Why did you decide to document the curation and construction of the 9/11 Museum?

On the day the towers fell, I was standing on my roof at 28th and 5th — and and I ended up working with a team of amazing filmmakers to record the day, and the week that followed. I made a film called “7 Days In September” and it always felt unfinished to me. Yes, there was 9/11 — but it seemed to me that history would care more about what happened next. So I just felt a strong call to go back, and be there with a camera to record what would happen and how the city would turn the anger into something important.

What’s the most surprising thing you’ve seen so far?

The Museum is underground, built to allow visitors to see the architectural heart of the story — the foundation of the Twin Towers. The space underground is massive, it’s a seven-story space, with 80,000 square feet of exhibition space.
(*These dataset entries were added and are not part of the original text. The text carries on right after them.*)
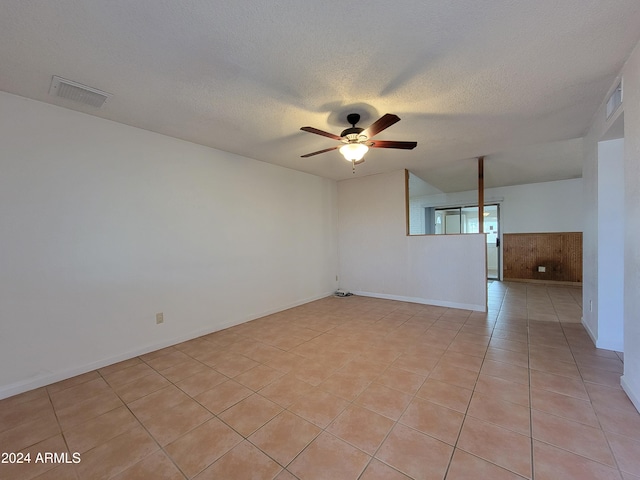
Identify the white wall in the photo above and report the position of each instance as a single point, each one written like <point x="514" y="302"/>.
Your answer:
<point x="377" y="258"/>
<point x="104" y="225"/>
<point x="610" y="303"/>
<point x="532" y="208"/>
<point x="631" y="378"/>
<point x="596" y="250"/>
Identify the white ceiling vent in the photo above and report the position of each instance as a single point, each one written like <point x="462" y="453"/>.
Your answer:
<point x="61" y="87"/>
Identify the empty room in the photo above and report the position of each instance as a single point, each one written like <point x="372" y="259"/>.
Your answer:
<point x="315" y="240"/>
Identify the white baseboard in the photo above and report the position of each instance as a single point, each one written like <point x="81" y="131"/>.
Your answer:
<point x="425" y="301"/>
<point x="594" y="337"/>
<point x="53" y="377"/>
<point x="633" y="396"/>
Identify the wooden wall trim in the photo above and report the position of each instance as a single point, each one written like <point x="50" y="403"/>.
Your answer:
<point x="560" y="253"/>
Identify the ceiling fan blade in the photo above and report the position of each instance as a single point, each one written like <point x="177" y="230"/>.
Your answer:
<point x="392" y="144"/>
<point x="319" y="151"/>
<point x="383" y="122"/>
<point x="320" y="132"/>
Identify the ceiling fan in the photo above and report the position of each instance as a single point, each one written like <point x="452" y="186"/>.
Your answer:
<point x="357" y="141"/>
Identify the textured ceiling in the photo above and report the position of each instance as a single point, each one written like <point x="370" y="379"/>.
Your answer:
<point x="516" y="81"/>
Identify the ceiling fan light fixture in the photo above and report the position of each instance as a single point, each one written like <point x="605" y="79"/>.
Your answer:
<point x="352" y="152"/>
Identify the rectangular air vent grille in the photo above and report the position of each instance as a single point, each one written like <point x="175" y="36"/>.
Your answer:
<point x="61" y="87"/>
<point x="615" y="100"/>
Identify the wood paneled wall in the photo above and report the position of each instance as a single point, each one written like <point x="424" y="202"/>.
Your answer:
<point x="559" y="253"/>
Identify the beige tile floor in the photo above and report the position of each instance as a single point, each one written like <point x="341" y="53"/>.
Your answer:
<point x="349" y="388"/>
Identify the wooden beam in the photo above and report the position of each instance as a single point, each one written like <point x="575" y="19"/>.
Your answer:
<point x="481" y="194"/>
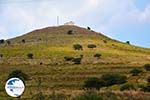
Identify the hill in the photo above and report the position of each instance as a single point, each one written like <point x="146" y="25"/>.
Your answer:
<point x="51" y="45"/>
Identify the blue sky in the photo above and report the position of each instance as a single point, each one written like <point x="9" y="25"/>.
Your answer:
<point x="124" y="20"/>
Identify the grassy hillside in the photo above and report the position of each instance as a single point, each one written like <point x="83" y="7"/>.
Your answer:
<point x="50" y="45"/>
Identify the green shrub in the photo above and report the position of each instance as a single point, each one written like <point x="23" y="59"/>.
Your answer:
<point x="148" y="79"/>
<point x="88" y="28"/>
<point x="30" y="56"/>
<point x="91" y="46"/>
<point x="147" y="67"/>
<point x="23" y="41"/>
<point x="67" y="58"/>
<point x="2" y="41"/>
<point x="136" y="72"/>
<point x="57" y="96"/>
<point x="77" y="47"/>
<point x="18" y="74"/>
<point x="112" y="79"/>
<point x="104" y="41"/>
<point x="1" y="55"/>
<point x="146" y="88"/>
<point x="127" y="87"/>
<point x="70" y="32"/>
<point x="93" y="83"/>
<point x="128" y="42"/>
<point x="97" y="55"/>
<point x="8" y="42"/>
<point x="88" y="95"/>
<point x="77" y="60"/>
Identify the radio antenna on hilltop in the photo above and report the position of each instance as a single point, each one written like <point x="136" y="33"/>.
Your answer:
<point x="57" y="20"/>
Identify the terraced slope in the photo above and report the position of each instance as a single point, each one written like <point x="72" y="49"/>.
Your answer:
<point x="50" y="45"/>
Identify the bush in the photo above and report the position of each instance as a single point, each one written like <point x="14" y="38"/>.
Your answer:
<point x="77" y="60"/>
<point x="135" y="72"/>
<point x="23" y="41"/>
<point x="2" y="41"/>
<point x="146" y="88"/>
<point x="93" y="83"/>
<point x="128" y="42"/>
<point x="18" y="74"/>
<point x="91" y="46"/>
<point x="78" y="47"/>
<point x="67" y="58"/>
<point x="147" y="67"/>
<point x="127" y="87"/>
<point x="148" y="79"/>
<point x="97" y="55"/>
<point x="70" y="32"/>
<point x="112" y="79"/>
<point x="30" y="56"/>
<point x="104" y="41"/>
<point x="88" y="28"/>
<point x="88" y="95"/>
<point x="8" y="42"/>
<point x="1" y="55"/>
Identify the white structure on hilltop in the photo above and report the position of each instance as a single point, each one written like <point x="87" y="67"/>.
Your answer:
<point x="69" y="23"/>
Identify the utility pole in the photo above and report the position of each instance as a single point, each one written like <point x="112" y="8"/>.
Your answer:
<point x="57" y="20"/>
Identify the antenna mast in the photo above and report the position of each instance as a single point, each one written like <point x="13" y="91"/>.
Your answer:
<point x="57" y="20"/>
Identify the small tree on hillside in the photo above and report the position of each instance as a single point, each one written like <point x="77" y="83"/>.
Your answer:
<point x="70" y="32"/>
<point x="147" y="67"/>
<point x="77" y="47"/>
<point x="68" y="58"/>
<point x="77" y="60"/>
<point x="91" y="46"/>
<point x="128" y="42"/>
<point x="127" y="87"/>
<point x="23" y="41"/>
<point x="104" y="41"/>
<point x="135" y="72"/>
<point x="18" y="74"/>
<point x="30" y="56"/>
<point x="8" y="42"/>
<point x="148" y="79"/>
<point x="2" y="41"/>
<point x="88" y="28"/>
<point x="97" y="55"/>
<point x="1" y="55"/>
<point x="112" y="79"/>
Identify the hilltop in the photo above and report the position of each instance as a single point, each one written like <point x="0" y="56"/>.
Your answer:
<point x="56" y="42"/>
<point x="46" y="56"/>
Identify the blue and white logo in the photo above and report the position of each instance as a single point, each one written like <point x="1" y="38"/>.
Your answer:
<point x="14" y="87"/>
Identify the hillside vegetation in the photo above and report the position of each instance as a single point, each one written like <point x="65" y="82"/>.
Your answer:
<point x="53" y="62"/>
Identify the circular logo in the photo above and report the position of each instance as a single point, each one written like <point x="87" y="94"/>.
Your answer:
<point x="14" y="87"/>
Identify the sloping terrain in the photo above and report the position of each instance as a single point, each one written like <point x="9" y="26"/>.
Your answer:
<point x="50" y="45"/>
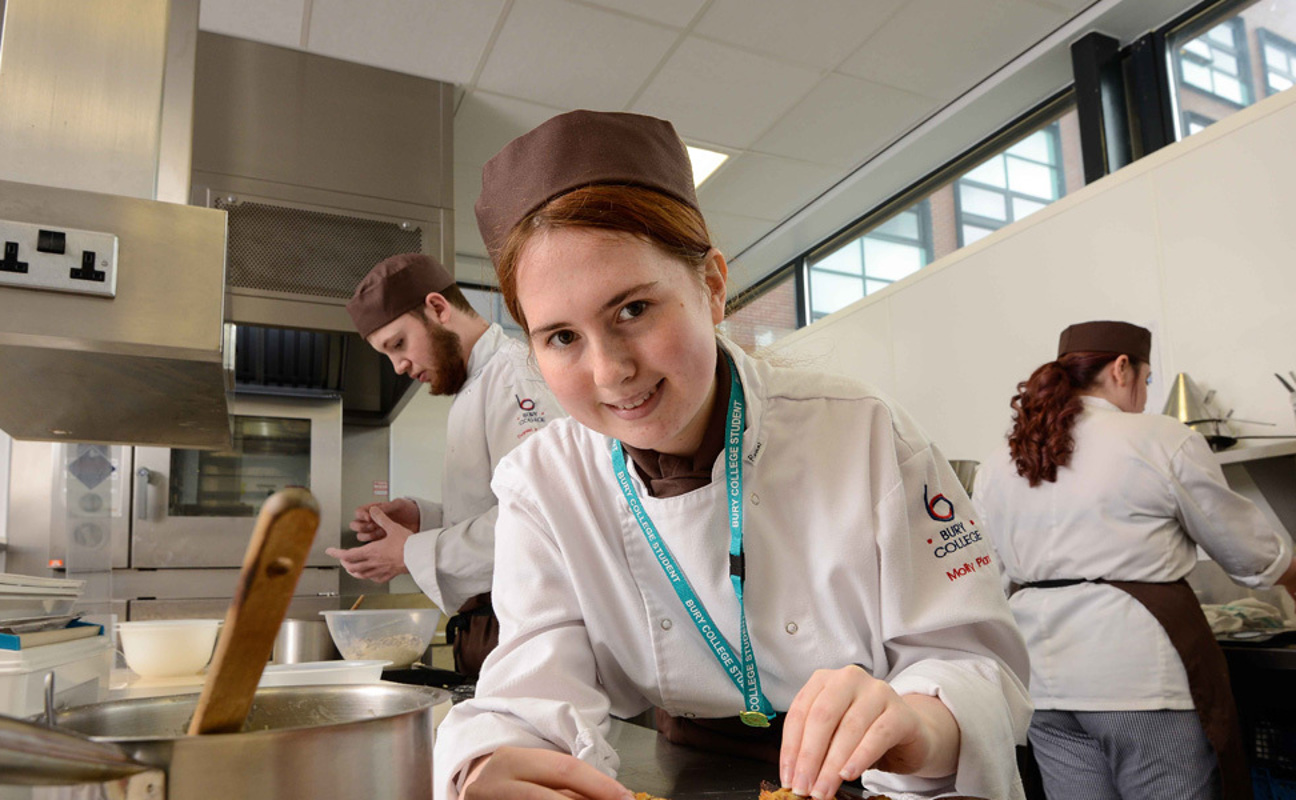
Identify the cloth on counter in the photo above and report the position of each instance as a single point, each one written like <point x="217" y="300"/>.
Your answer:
<point x="1246" y="613"/>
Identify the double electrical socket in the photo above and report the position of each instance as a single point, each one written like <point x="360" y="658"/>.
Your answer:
<point x="57" y="259"/>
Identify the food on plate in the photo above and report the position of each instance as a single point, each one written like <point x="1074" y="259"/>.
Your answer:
<point x="770" y="791"/>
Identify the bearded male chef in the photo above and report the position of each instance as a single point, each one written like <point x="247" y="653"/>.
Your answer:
<point x="408" y="309"/>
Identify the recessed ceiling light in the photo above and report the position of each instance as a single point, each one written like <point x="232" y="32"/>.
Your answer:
<point x="704" y="162"/>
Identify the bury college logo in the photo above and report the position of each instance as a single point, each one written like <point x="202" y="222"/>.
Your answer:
<point x="940" y="508"/>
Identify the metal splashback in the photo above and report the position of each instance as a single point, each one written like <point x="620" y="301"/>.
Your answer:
<point x="143" y="367"/>
<point x="96" y="121"/>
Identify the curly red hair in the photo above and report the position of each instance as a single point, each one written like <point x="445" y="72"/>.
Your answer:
<point x="1045" y="410"/>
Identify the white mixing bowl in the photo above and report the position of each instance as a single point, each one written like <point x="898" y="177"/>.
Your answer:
<point x="166" y="648"/>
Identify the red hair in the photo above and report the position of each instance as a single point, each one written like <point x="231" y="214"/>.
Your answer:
<point x="1045" y="410"/>
<point x="669" y="224"/>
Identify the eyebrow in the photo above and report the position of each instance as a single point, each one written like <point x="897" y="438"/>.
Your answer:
<point x="616" y="300"/>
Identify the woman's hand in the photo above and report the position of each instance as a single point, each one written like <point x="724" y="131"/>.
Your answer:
<point x="845" y="721"/>
<point x="537" y="774"/>
<point x="1288" y="578"/>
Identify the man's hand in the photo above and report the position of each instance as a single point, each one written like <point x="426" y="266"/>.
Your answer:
<point x="402" y="511"/>
<point x="525" y="773"/>
<point x="382" y="558"/>
<point x="844" y="721"/>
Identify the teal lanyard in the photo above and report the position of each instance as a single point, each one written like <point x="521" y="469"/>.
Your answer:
<point x="743" y="674"/>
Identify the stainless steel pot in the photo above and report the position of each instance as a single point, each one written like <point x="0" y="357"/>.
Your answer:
<point x="316" y="742"/>
<point x="301" y="641"/>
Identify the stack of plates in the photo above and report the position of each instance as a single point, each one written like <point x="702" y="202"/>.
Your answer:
<point x="29" y="598"/>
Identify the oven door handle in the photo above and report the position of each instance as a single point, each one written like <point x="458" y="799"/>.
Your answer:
<point x="143" y="477"/>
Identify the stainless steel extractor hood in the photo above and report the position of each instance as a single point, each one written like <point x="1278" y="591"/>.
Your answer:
<point x="112" y="291"/>
<point x="324" y="167"/>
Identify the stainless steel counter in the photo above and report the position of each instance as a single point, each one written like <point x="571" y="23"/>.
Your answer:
<point x="651" y="764"/>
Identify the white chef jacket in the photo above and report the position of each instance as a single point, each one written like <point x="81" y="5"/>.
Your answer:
<point x="843" y="567"/>
<point x="1141" y="492"/>
<point x="502" y="402"/>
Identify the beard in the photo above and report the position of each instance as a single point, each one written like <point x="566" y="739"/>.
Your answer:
<point x="449" y="370"/>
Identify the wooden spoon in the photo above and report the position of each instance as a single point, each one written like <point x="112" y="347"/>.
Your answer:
<point x="271" y="567"/>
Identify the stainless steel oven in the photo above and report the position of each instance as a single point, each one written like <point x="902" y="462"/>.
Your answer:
<point x="197" y="507"/>
<point x="161" y="533"/>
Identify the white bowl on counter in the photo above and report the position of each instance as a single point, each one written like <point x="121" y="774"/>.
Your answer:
<point x="167" y="648"/>
<point x="322" y="673"/>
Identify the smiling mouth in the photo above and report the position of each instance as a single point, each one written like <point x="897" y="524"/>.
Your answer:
<point x="638" y="401"/>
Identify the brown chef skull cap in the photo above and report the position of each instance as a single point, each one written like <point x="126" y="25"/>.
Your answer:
<point x="1107" y="336"/>
<point x="579" y="149"/>
<point x="393" y="287"/>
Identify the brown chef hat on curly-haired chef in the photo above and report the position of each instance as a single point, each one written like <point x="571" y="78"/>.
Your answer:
<point x="393" y="287"/>
<point x="1107" y="336"/>
<point x="579" y="149"/>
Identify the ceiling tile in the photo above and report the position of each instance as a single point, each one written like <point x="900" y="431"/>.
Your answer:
<point x="677" y="13"/>
<point x="844" y="121"/>
<point x="763" y="187"/>
<point x="1069" y="7"/>
<point x="486" y="122"/>
<point x="441" y="39"/>
<point x="819" y="34"/>
<point x="940" y="48"/>
<point x="732" y="232"/>
<point x="272" y="21"/>
<point x="573" y="56"/>
<point x="722" y="95"/>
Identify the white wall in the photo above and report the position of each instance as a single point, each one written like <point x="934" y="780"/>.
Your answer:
<point x="1196" y="241"/>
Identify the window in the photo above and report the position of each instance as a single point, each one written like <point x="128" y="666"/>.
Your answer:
<point x="897" y="247"/>
<point x="1226" y="57"/>
<point x="1279" y="60"/>
<point x="1016" y="173"/>
<point x="1215" y="62"/>
<point x="1010" y="186"/>
<point x="765" y="313"/>
<point x="1195" y="123"/>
Visitors will see the crushed remains of FDNY Ladder 3, the towering “Last Column” and a number of other large artifacts. But I think the most surprising thing for me are the smaller artifacts and the human stories. I thought I’d heard every story possible, but time and time again the memories of those we lost are still haunting.

How do you think people will feel when they leave the museum?

I think that it will be a very emotional journey — and certainly painful at some points. But also inspirational in some ways that may surprise you. The Memorial Team talks a lot about building a living institution, and I think they’re accomplishing that. People will come from around the world. Adults who were teens ten years ago will come. People with different religious beliefs, different cultural perspectives, and different political and social backgrounds. The museum needs to speak to all of them, and tell the story without bias or an agenda. It’s huge complex task — but everything I’ve seen tells me that they’re accomplishing that.

When will it open, and when will your film be done?

There is no firm date, but the latest estimates I’ve seen say mid-summer 2013. There’s no doubt that the project has had to overcome some speed bumps and sort out some funding debates. But this isn’t something that should be rushed, or opened prematurely. It’s important they get the story right. The film has become more than a documentary — it’s a digital record of the process of the Museum’s construction and curatorial process. The people at the Museum have been generous and given me the opportunity to witness the complex and emotional construction process. And I’ve committed to not rushing the filmmaking. So, once the Museum is open, we’ll wrap our production and start post production. Probably a year or more after that.